Dreams

‘Our birth is but a sleep and forgetting:
The Soul, that rises with us, our life’s star,
Hath had elsewhere its setting,
And cometh from afar.’ (William Wordsworth)

There are some who believe that reality is but  a dream in which we are awake, and as much as it would be difficult to get your head around that notion, it does remind me about dreams and their sometimes uncanny ability to play certain episodes in your life back to you.

When you happen to remember such dreams, you realize soon that what is important about them is the theme as well as the role you played in them, and that it is the nature of the actions and their relationships that are the significant part; everything else in them is likely incidental, to provide a setting for the theme, just like the props used in a staged theater play, conveniently borrowed from the vast store of your experiences so that you are able to relate to what is being presented to you.

In this context we can look at dreams as allegorical reflections of real-life experiences that have affected you in some way, their meaning embedded in a seemingly different set of circumstances. As such they are emotional echoes, resonating certain events in your life back to you, because they had some significance in the way they effected you although you might not have thought so at the time.

I think that, similarly, life will generate experiences for us that can be seen as being allegorical to the extent that they reflect indirectly what motivates us directly from within, below the surface of our consciousness, by the entity that we are from ourselves and the embodiment of an evolutionary drive of unknown origin and intent.

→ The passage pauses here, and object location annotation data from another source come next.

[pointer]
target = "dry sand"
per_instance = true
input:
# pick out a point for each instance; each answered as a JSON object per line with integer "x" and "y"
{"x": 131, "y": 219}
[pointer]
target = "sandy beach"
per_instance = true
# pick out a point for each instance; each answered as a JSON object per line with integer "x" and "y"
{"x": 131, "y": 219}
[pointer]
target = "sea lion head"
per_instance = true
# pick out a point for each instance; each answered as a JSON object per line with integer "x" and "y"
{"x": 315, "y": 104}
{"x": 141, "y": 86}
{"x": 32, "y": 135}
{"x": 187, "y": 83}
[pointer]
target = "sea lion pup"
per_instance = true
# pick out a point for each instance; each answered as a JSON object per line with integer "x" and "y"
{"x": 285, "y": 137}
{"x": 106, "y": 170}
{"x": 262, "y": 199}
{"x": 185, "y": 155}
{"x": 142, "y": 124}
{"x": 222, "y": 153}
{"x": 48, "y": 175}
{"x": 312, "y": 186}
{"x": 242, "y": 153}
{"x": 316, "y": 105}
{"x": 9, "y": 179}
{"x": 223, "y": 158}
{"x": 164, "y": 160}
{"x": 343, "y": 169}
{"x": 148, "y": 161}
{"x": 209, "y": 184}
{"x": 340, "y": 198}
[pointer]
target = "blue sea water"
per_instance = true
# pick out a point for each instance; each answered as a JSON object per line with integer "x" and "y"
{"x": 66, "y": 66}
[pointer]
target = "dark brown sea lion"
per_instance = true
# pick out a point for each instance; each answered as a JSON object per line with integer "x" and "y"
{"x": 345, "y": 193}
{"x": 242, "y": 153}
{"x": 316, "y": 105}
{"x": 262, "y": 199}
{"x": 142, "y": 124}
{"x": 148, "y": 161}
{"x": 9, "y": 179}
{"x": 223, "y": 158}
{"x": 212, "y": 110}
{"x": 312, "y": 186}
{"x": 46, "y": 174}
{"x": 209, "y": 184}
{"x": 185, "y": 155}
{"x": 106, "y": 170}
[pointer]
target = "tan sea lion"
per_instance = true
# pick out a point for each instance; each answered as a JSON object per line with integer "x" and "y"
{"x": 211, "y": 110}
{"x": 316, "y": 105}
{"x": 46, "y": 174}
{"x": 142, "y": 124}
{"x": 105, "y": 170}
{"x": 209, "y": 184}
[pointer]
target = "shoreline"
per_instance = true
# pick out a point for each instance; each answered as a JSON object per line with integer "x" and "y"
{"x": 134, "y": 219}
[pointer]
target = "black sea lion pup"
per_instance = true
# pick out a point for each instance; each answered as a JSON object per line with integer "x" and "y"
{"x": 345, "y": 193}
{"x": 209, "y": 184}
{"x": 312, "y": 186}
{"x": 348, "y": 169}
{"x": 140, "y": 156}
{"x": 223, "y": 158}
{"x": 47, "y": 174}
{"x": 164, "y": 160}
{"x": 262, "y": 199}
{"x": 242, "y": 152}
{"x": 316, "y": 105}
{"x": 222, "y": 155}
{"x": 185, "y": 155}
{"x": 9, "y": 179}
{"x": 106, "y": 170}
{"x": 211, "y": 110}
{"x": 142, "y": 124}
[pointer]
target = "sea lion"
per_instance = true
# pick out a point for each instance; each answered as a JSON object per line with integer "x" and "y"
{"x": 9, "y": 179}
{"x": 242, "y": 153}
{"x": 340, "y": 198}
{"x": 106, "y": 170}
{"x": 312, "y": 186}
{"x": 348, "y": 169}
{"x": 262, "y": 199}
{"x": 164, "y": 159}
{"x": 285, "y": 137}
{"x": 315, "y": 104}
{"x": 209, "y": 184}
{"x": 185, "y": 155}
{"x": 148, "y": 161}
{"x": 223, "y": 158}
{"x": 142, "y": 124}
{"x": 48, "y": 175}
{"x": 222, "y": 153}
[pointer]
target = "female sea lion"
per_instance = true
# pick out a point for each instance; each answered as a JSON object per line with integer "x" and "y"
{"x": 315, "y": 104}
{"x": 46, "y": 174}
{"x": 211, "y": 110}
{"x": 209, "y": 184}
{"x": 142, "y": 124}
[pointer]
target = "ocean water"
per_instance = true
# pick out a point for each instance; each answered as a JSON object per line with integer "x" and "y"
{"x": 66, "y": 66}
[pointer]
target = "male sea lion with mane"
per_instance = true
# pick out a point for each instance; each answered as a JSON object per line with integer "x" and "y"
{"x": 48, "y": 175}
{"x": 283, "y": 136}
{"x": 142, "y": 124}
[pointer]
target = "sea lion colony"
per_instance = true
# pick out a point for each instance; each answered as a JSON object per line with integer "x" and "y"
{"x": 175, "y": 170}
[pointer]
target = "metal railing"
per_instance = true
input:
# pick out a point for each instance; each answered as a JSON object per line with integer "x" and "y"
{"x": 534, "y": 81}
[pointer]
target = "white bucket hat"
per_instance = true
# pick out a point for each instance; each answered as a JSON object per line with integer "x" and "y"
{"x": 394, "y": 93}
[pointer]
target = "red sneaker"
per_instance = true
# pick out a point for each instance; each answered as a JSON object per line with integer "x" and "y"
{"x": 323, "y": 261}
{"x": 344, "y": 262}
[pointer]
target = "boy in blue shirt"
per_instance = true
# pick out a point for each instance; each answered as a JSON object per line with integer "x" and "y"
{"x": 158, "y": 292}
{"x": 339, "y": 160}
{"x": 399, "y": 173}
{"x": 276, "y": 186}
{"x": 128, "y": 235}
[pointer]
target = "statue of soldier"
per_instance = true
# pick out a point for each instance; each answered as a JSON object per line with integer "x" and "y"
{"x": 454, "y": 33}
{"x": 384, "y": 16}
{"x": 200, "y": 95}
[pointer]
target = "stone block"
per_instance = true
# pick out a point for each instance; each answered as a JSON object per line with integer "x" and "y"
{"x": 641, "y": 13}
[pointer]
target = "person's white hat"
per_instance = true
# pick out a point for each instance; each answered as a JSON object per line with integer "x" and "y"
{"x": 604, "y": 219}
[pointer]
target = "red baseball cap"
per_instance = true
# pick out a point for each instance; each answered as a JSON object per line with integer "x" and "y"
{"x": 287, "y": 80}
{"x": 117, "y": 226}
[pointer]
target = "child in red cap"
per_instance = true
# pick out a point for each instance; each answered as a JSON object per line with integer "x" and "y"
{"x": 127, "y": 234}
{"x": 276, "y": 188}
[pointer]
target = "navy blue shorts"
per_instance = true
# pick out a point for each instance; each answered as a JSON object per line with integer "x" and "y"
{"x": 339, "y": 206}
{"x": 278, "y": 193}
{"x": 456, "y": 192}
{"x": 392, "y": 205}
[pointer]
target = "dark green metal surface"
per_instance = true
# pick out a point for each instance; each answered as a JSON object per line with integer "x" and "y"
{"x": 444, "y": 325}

This is saying also that we didn’t come to the table with a blank slate – everything that has gone into the making of us is represented within us – how could it not be? Whatever process brought us about – we call it evolution – propels us towards a destiny we are yet to create for ourselves, but unable to articulate much or any of this we find ourselves acting out what is at stake by our very presence in it.

And not knowing what is in fact at stake would account for much of the misery we have brought onto ourselves as evidenced by the state the world is in today, recalling once again what  Spinoza said about people: They find themselves with needs and desires without understanding the underlying reasons why they want to act as they do.